You have to hand it to SW, he really knows the art of brinkmanship when it comes to transmitting a message without quite saying it. But it comes back to what I've said before: Patterns of behaviour, leaving a trail a mile wide.

......and let's not forget this furor... says, Richard Horton, "The BMJ recently ran a vote on bmj.com to identify the “top 10 non-diseases.”1 Some critics thought it an absurd exercise,2 but our primary aim was to illustrate the slipperiness of the notion of disease.
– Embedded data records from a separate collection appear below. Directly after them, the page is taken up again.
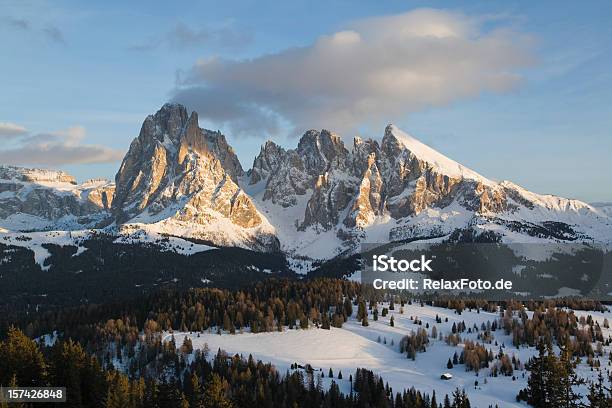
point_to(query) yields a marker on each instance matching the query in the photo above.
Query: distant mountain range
(317, 201)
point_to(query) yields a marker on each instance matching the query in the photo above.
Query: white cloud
(375, 71)
(56, 149)
(9, 129)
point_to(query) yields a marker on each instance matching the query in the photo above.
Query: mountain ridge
(317, 201)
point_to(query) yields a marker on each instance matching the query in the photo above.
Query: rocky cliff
(318, 200)
(35, 199)
(179, 178)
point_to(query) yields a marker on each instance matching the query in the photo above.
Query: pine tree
(566, 380)
(20, 357)
(214, 393)
(597, 394)
(195, 392)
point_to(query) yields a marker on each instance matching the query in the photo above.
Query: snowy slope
(354, 346)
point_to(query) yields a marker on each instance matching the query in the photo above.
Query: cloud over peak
(376, 70)
(54, 148)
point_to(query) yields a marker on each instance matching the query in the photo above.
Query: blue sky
(529, 99)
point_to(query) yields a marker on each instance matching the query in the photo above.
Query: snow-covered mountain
(35, 199)
(182, 180)
(318, 200)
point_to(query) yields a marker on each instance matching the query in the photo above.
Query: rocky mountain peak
(177, 174)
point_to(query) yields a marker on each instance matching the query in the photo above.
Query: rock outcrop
(184, 178)
(317, 200)
(37, 199)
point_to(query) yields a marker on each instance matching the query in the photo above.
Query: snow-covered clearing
(352, 346)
We wanted to prompt a debate on what is and what is not a disease and draw attention to the increasing tendency to classify people's problems as diseases."

Clinical Review
In search of “non-disease”
BMJ 2002; 324 doi: https://doi.org/10.1136/bmj.324.7342.883 (Published 13 April 2002) Cite this as: BMJ 2002;324:883

https://www.bmj.com/content/324/7342/883.1
 


anyone know where the quote in this tweet came from?
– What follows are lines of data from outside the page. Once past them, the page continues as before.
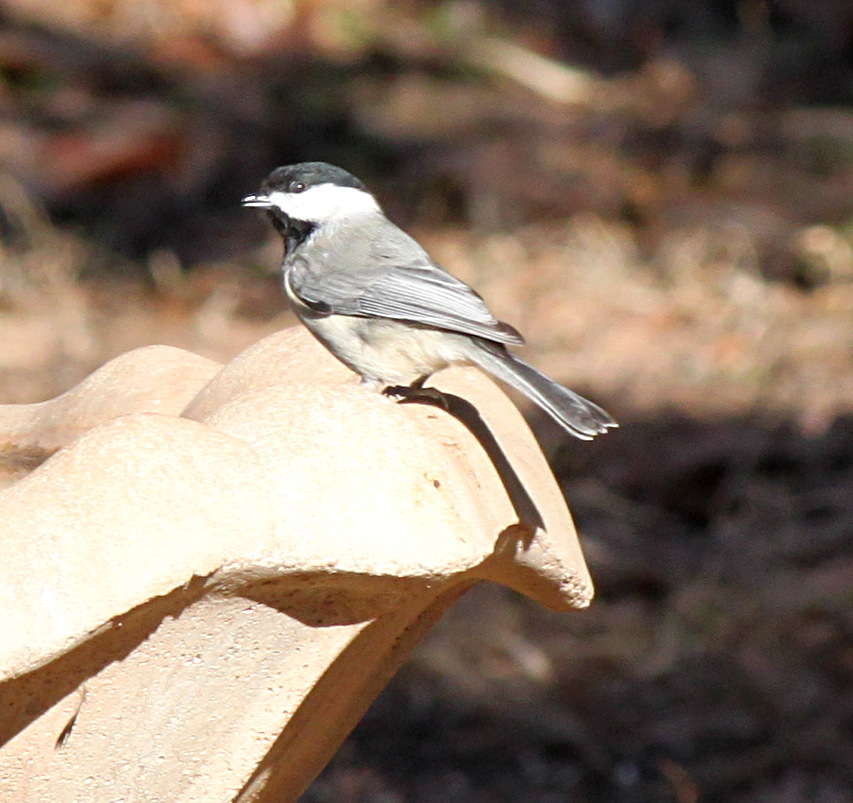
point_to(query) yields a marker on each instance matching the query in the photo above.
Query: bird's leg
(416, 392)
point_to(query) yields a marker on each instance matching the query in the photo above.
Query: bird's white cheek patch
(323, 202)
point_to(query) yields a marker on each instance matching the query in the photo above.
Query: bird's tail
(579, 416)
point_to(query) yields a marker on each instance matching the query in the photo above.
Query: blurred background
(657, 193)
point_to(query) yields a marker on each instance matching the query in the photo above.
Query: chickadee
(375, 299)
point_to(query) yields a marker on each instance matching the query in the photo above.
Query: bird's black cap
(311, 174)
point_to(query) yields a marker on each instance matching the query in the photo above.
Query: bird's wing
(422, 293)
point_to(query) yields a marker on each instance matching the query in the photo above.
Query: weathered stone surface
(208, 583)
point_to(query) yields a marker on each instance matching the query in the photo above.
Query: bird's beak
(259, 201)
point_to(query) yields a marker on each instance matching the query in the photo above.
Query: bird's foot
(416, 392)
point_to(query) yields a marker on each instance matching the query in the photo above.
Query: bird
(380, 304)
p141 here: https://valerieeliotsmith.files.wordpress.com/2015/01/natarchbn141dss.pdf

Maybe their interpretation of Wessely's letter on p227?
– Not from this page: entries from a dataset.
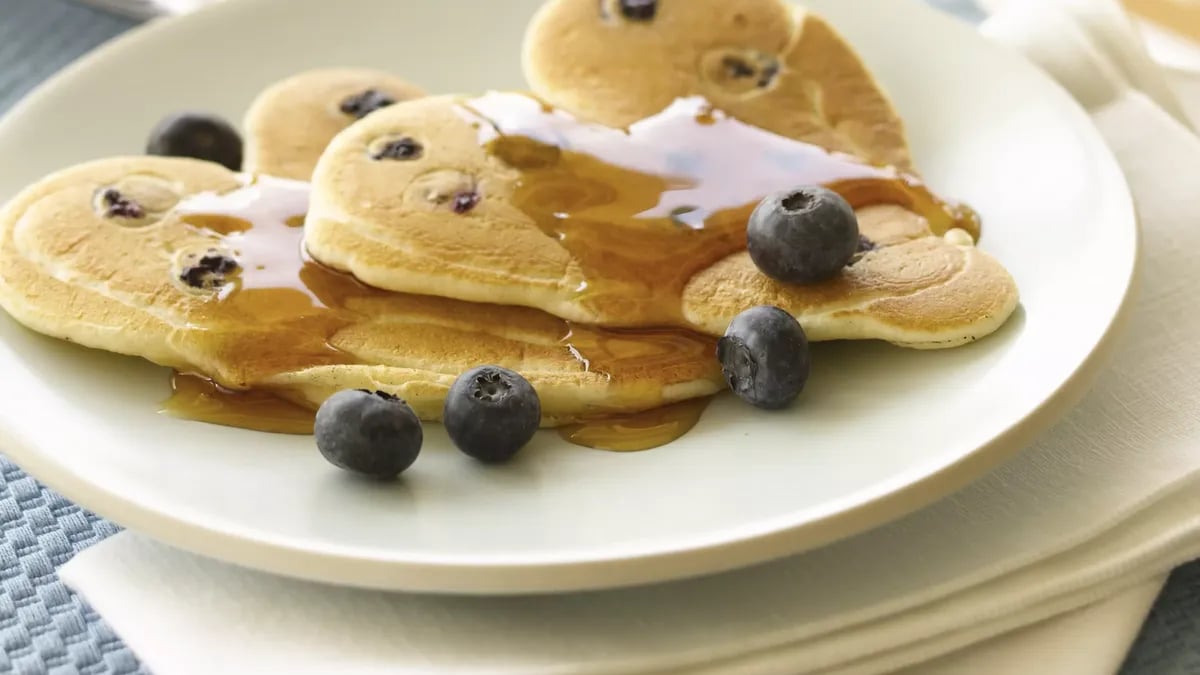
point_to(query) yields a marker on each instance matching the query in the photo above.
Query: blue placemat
(47, 628)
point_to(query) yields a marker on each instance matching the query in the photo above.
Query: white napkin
(1105, 502)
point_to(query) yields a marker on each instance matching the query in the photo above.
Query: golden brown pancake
(199, 269)
(502, 198)
(291, 123)
(762, 61)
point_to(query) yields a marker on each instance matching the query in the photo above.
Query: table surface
(47, 628)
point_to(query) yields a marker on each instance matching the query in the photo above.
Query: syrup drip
(643, 209)
(199, 399)
(288, 310)
(637, 431)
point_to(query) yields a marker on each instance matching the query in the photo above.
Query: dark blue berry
(491, 413)
(402, 149)
(119, 205)
(639, 10)
(197, 135)
(361, 105)
(803, 236)
(765, 357)
(369, 432)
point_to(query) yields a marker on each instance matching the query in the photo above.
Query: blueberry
(765, 357)
(119, 205)
(639, 10)
(402, 149)
(803, 236)
(491, 413)
(197, 135)
(361, 105)
(369, 432)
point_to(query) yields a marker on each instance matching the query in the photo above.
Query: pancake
(291, 123)
(762, 61)
(192, 267)
(503, 198)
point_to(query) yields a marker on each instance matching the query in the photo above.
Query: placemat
(46, 628)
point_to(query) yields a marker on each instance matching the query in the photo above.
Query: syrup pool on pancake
(684, 149)
(642, 210)
(275, 282)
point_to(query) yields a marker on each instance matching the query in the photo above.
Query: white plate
(880, 431)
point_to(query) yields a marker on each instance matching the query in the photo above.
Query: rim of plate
(717, 551)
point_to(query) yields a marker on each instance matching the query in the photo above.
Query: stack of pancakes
(519, 230)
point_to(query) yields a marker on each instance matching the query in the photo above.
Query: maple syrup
(636, 431)
(643, 209)
(199, 399)
(286, 308)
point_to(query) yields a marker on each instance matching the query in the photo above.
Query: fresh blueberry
(765, 357)
(491, 413)
(803, 236)
(197, 135)
(369, 432)
(361, 105)
(640, 10)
Some of RyanNCTweets' messages look unhelpful to me, with over the top confidence about questionable claims and some needless insults. Just saw them claiming to be sure enteroviruses were the cause of CFS in an exchange with someone else who was sure XMRV was the cause.
 
I noticed that your emphasis obscured the emphasis in the original, which was:


They were that sure that they had checked every possibility and this was the only determinate? Get real. And I bet it was only a correlation anyway with no demonstration of causality.


anyone know where the quote in this tweet came from?

Just had a quick look through the national archives DWP file. It looks to be in the minutes of a meeting dated 30 March 1992 beginning at page 139. Sorry I can't help with copying that.